Native vision-language fusion: Rather than relying on the traditional OCR-plus-text pipeline, we adopted an end-to-end approach that natively processes images and text. This innovation facilitates deeper contextual understanding and streamlines system complexity.
Comprehensive multilingual engine: Our model now boasts support for 29 languages, matching or surpassing previous models in multilingual extraction while delivering marked improvements in accuracy for all major European languages, Chinese, Japanese, Korean and more.
Rigorous real-world validation: Arctic-Extract has been put through its paces on diverse, multilingual datasets to thoroughly validate its accuracy, scalability and resource efficiency.
Benchmark results: Significant gains in accuracy and efficiency
We conducted a thorough evaluation to compare Arctic-Extract with Arctic-TILT across several crucial engineering benchmarks:
Performance surge: The latest architecture achieved an average seven-point improvement over Arctic-TILT on our Business Document benchmark, including an increase of around four points on DocVQA. This places it within the vanguard of current models, achieving scores comparable to leading 72B models — despite being more than 10 times smaller.
Superior business table extraction: Arctic-Extract showcases exceptional performance in Business Table Extraction, achieving scores 35% higher than leading LLMs.
Inference speed: Our OCR-free design significantly reduces inference time without sacrificing quality. By integrating OCR capabilities directly into the model, Arctic-Extract gains comprehensive information.

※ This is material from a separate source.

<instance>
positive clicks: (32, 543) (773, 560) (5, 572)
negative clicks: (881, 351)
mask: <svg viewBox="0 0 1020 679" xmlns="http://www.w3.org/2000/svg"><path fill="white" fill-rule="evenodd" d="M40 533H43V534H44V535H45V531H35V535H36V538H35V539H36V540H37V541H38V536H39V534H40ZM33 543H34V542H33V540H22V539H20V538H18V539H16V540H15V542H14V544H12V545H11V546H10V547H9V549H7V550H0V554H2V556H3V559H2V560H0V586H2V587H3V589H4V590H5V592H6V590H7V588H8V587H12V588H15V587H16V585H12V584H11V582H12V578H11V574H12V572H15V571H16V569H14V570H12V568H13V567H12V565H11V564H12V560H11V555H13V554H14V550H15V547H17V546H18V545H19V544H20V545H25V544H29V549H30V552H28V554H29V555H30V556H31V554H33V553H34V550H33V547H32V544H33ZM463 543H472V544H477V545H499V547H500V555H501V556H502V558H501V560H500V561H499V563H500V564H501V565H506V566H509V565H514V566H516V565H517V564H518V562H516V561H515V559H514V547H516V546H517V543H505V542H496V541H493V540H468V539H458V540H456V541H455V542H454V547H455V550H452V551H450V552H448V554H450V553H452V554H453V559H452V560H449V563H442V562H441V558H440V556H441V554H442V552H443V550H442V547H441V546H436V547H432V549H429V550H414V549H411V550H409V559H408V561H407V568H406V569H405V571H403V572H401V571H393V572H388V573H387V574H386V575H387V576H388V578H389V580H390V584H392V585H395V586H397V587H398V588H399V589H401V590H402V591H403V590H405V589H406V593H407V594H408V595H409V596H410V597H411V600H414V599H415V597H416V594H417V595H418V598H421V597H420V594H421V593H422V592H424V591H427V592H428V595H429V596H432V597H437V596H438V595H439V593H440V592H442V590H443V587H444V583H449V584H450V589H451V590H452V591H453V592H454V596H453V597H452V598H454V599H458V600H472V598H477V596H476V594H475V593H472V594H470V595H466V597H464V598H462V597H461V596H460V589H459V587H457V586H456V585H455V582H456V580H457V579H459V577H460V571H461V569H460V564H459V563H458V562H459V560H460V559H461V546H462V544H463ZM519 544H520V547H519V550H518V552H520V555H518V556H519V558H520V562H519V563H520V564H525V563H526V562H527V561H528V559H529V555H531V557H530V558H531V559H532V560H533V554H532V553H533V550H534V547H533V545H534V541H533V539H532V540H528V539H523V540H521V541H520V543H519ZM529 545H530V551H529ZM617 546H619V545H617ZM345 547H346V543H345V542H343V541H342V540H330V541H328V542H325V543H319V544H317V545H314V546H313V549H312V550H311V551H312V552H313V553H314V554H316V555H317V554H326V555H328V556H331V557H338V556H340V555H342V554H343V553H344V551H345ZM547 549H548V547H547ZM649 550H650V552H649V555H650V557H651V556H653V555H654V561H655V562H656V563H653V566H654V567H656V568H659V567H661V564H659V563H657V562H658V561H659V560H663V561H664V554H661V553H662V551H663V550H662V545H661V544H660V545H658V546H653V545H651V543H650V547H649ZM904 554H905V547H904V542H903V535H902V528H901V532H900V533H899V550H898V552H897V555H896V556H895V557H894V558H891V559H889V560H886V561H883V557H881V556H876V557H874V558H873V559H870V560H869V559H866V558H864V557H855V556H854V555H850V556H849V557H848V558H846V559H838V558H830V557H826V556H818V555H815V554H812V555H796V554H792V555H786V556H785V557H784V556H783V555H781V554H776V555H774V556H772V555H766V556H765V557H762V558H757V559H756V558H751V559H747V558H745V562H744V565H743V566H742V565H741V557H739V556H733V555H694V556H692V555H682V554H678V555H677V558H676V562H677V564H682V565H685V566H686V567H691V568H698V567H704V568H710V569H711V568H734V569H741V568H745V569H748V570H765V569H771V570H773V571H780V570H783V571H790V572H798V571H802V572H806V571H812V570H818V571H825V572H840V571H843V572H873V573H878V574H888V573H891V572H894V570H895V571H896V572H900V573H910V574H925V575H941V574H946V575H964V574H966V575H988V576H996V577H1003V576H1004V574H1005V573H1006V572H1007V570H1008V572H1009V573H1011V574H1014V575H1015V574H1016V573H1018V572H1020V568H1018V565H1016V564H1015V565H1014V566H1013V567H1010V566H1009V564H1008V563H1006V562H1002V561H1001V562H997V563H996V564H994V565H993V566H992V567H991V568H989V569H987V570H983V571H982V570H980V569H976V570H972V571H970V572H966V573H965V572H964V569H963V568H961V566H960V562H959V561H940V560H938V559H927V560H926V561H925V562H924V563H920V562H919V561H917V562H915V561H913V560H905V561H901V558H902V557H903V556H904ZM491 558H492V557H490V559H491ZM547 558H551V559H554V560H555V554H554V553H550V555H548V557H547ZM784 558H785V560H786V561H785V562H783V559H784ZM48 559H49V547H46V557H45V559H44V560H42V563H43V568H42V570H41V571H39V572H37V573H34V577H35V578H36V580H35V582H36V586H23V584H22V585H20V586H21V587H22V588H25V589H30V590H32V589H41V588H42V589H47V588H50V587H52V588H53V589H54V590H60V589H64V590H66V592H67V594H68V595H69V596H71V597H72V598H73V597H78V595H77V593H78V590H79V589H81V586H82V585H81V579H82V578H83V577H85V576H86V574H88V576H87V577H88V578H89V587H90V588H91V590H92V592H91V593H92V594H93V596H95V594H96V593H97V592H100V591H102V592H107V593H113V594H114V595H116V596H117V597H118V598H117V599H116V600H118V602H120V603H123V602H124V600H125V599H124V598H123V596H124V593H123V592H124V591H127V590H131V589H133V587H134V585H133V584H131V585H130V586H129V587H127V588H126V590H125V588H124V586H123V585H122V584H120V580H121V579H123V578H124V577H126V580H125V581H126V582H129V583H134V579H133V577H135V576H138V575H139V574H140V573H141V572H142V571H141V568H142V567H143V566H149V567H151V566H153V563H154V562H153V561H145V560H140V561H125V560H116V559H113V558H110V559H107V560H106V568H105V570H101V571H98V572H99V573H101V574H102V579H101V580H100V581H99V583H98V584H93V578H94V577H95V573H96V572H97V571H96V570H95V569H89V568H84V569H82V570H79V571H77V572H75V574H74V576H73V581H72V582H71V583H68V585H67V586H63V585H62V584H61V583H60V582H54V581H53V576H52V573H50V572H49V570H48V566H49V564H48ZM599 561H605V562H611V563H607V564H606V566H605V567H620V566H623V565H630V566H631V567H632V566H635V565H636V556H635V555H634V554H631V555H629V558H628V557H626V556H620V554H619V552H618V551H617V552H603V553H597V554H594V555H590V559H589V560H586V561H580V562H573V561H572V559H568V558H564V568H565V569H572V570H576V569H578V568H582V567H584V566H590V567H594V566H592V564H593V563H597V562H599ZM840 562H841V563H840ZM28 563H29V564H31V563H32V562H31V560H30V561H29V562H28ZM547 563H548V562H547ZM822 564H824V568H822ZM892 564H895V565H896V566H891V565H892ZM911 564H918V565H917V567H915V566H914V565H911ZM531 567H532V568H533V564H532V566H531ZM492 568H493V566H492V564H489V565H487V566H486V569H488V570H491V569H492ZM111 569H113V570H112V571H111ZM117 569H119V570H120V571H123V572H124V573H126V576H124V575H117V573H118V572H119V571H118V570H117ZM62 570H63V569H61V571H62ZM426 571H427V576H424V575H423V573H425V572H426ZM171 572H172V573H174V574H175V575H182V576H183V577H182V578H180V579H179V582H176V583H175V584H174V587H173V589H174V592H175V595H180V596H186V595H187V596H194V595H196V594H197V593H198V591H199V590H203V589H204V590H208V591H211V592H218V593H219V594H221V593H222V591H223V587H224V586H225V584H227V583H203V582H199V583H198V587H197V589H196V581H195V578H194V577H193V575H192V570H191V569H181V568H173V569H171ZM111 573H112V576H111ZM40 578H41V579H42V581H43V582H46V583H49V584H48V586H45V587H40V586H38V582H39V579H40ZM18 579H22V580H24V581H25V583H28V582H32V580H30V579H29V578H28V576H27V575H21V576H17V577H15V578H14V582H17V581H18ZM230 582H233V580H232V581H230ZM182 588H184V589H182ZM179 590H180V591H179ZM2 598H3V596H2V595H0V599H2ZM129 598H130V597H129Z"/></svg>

Cost efficiency analysis: Thanks to its integrated approach, Arctic-Extract achieves near cost parity with Arctic-TILT in most cases, all while providing superior understanding capabilities.
Market review: Evaluating document understanding functions across cloud providers
To gain a comprehensive understanding of the current landscape of Document Understanding capabilities, we conducted a targeted review of Intelligent Document Processing functions offered by various leading cloud providers, and the results of an evaluation on DocVQA (Document Visual Question Answering) data set.

The solution provided by Snowflake with AI_EXTRACT not only scores the best, but is also easy to use.
We also analyzed the cost-effectiveness of various document AI solutions for custom extraction and the data showed that Snowflake's AI Extract stands out as the most economical option. With significantly lower cost than other major vendors, Snowflake is the go-to option for organizations looking to optimize their expenditure without compromising on quality of intelligent document processing.
Provider | Product Offering | Cost per 1000 pages |
---|---|---|
Snowflake | AI Extract | $5 - $7 |
Document AI - Custom Extraction | $20 - $30 | |
Microsoft | Azure AI - Custom Generative Extraction | $21 - $30 |
Amazon | Textract - Custom Queries | $15 - $25 |
Custom Orchestration | Parsing + LLM calls and VLM models | $12 - $18 |
Managed point solutions | End-to-end solutions | $30 - $45 |
Recent enhancements and engineering deep dives
The deployment of Snowflake Arctic-Extract led to numerous architectural refinements:
Core system integration: Arctic-Extract spearheads the adoption of new inference pathways within Snowflake's Cortex, supporting future extensibility and reliability.
Output context: Our model now supports outputs of up to 400 tokens per question, enabling more detailed extractions for long documents or scenarios with multiple answers.
Scalability optimization: Internal benchmarking and cost evaluations revealed advantages of our tightly integrated image-text architecture.
Deployment readiness and upcoming availability: Arctic-Extract is deployed and can be accessed using SQL inference as part of AI_EXTRACT Public Preview. In the near future, we will support REST API and the standard Document AI UI/UX.
We are eager to collaborate with customers, researchers and the open-source community as Arctic-Extract continues to evolve. This is just the start for those dedicated to AI for documents, large language models and scalable enterprise solutions.